O fato de o sangue de Medusa poder tanto curar como de matar demonstra que a figura da Medusa não era estritamente negativa e destruidora, tendo em si as forças curativas positivas, o que lhe dava equilíbrio. Desde a sua origem a Medusa simboliza o inimigo que deve ser vencido.

Reinterpretadas ao longo do tempo as górgonas evocam as deformações da consciência consideradas, em Psicanálise, pulsões pervertidas. E para Adam McLean, podemos vê-las como figuras guardiãs, protetoras das fronteiras dos antigos mistérios primais, guardiãs do limiar. O autor cita Robert Graves, entre outros e sugere que as sacerdotisas usavam na celebração dos Mistérios, máscaras de górgonas para afastarem os não iniciados. Cabeças de górgonas, na forma de grotescos entalhes eram colocadas com frequência nos muros das cidades gregas para aterrorizarem os inimigos.

Medusa é um dos monstros da mitologia clássica mais figurada na história da arte. E na arte moderna ela só conserva a cabeleira de serpentes, numa demonstração de que o uso da mitologia na arte não tem um fim exclusivamente ilustrativo. O olhar da Medusa que petrifica e gera o medo traduz a difícil elaboração de conflitos internos e Freud no seu intento de descobrir o mundo das mulheres recorreu a figura híbrida da Medusa e publicou o seu texto intitulado A Cabeça de Medusa em 1922, para explicar o complexo da castração feminina.

 

Na visão freudiana o mito está relacionado à origem da sexualidade infantil da mulher e ele interpreta como o genital feminino castrado, diferente do menino. As mulheres com as cabeças de serpentes como Medusa, que para alguns autores a crença é de que:

 

(...) os pelos arrancados de uma mulher sob a influência lunar, transformam-se em serpente (...). A figura da Medusa sugere a associação da vida, do desejo e da morte e no aspecto do feminino inferior, a figura da Medusa é instintiva, tentadora e mascarada. (Cirlot, 2009, p. 522)

 

Segundo a lenda, Medusa quando era uma jovem bela, ela ousou afirmar que os seus cabelos eram mais bonitos do que da deusa Atena e sofreu a punição da deusa, que a transformou na mulher com os cabelos de serpentes e com o seu olhar petrificador.

Os gregos encontraram no mito de Medusa um ser que assusta e repele por ser castrada, enquanto o observador do monstro fica rígido de tanto horror e transforma-se em pedra.

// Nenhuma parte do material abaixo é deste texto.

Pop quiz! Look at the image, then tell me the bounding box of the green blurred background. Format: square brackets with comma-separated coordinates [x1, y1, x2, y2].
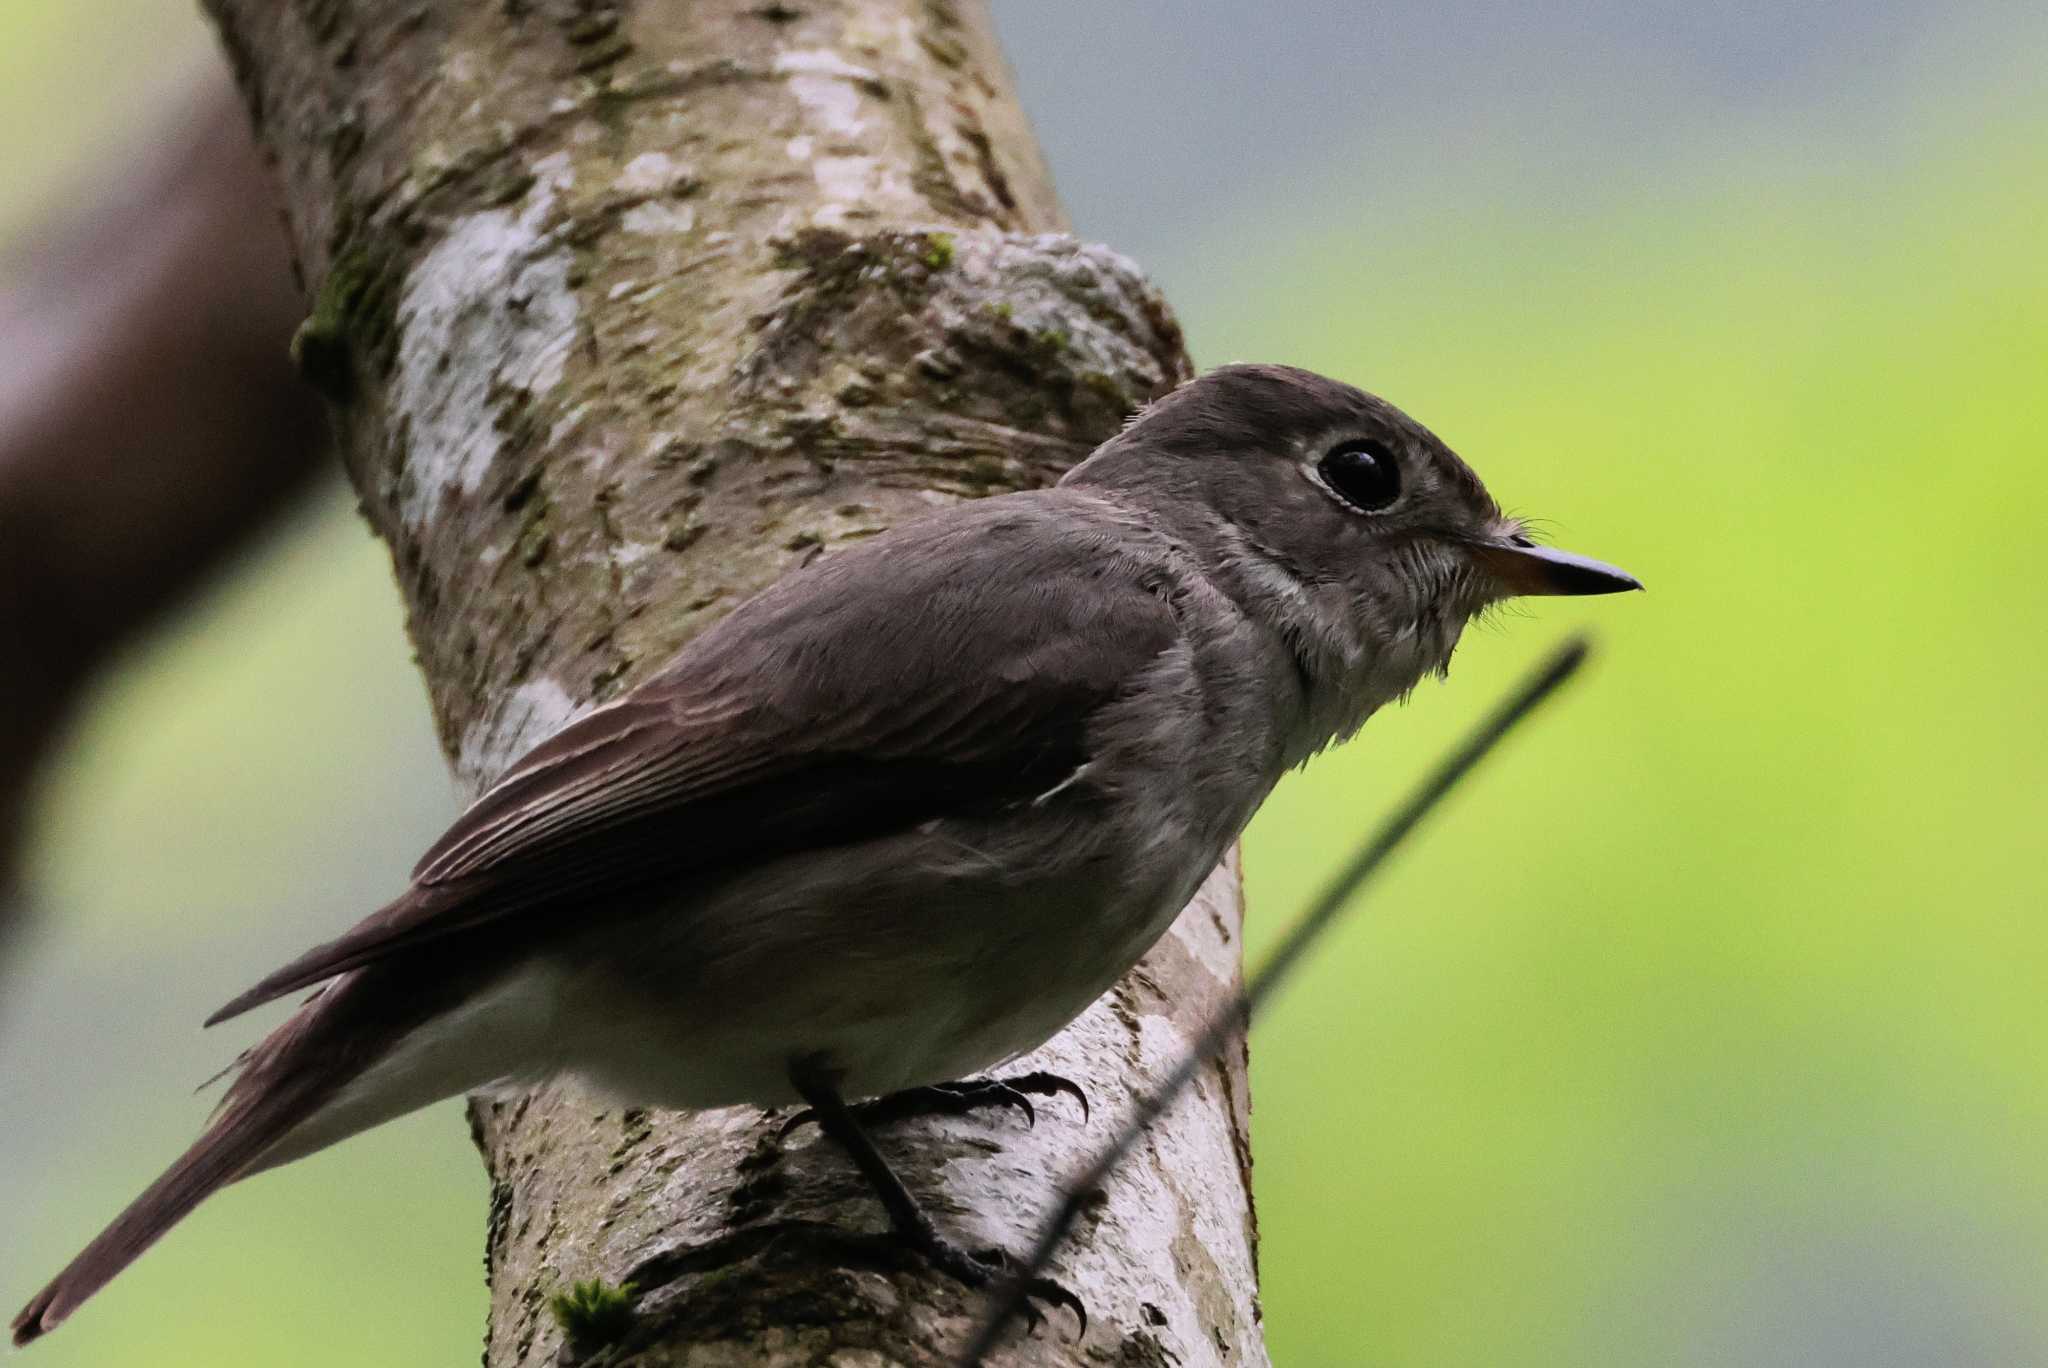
[4, 3, 2045, 1364]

Julgo que esta figura mítica possui a bipolaridade do bem e o mal e são dois lados de uma mesma moeda, simbolizando a duplicidade deste mito e do comportamento humano. Assim sendo, o artista ao montar a sua estátua de Medusa, ela deveria carregar a cabeça de Poseidon, seu estuprador, mas a górgona carrega a sua cabeça como um troféu. Ele se rendeu a sua beleza.